One Survivor Of Auschwitz example essay topic

716 words
Imagine being forced by total strangers, no different than yourself, to leave your home and everything in it behind. You are then pushed onto a train packed with other people. After a long train ride you are taken off the train and the women and children are put in one group. The people who can perform the tasks that these strangers need done are put into another group. The women and children who were told that they would be given a shower are never to be seen again. Two of these camps are Auschwitz and Dachau.

There the SS officers treated these poor people inhumanly. Auschwitz is located in Oswiecim, Poland it was established on May 26, 1940. The Auschwitz complex was divided into three major camps: Auschwitz I, main camp or Stamm lager; Auschwitz II, or Birkenau, established on October 8, 1941 as a 'Vernichtungslager' (extermination camp); Auschwitz or Monowitz, established on May 31, 1942 as an 'Arbeitslager' or work camp. This camp was liberated January 27, 1945, by the Soviet Army.

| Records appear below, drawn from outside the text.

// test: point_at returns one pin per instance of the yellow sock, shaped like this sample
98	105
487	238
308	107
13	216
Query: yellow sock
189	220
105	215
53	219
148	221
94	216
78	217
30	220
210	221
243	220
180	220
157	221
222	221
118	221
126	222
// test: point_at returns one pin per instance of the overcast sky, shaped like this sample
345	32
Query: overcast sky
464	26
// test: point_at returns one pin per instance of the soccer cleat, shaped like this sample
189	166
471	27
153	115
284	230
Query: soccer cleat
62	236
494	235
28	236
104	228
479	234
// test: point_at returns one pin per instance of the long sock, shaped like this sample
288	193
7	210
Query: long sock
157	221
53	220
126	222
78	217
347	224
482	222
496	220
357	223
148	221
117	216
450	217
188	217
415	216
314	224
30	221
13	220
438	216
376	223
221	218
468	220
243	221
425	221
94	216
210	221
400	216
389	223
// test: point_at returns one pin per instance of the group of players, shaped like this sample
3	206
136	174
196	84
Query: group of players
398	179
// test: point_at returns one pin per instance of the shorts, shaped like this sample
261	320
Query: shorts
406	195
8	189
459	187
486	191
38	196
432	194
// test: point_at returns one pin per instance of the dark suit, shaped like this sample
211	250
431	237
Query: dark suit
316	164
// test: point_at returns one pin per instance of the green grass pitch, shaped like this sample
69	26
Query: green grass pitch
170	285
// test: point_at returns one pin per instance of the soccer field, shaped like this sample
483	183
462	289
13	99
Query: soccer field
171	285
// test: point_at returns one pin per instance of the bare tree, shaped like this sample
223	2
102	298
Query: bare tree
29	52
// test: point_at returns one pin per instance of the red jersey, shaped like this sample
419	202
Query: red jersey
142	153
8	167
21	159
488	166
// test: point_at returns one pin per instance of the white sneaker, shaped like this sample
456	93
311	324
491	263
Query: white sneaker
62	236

(The estimated number of victims: 2.1 to 2.5 million. This estimated number of death is considered by historians as a strict minimum. The real number of death is unknown but probably much higher, maybe 4 million) (jewish gen. org n. pag. ). In Auschwitz there was a "doctor" name Josef Mengle.

He performed gruesome experiments on people in the camp. He is most famous for his experiments on twins. He would remove organs or body parts from one twin and put them one the other to see what would happen. Mengle did not only experiment on twins though, he would inject prisoners with lethal chemicals just to see how they would react to them. One survivor of Auschwitz is Richard Sufit.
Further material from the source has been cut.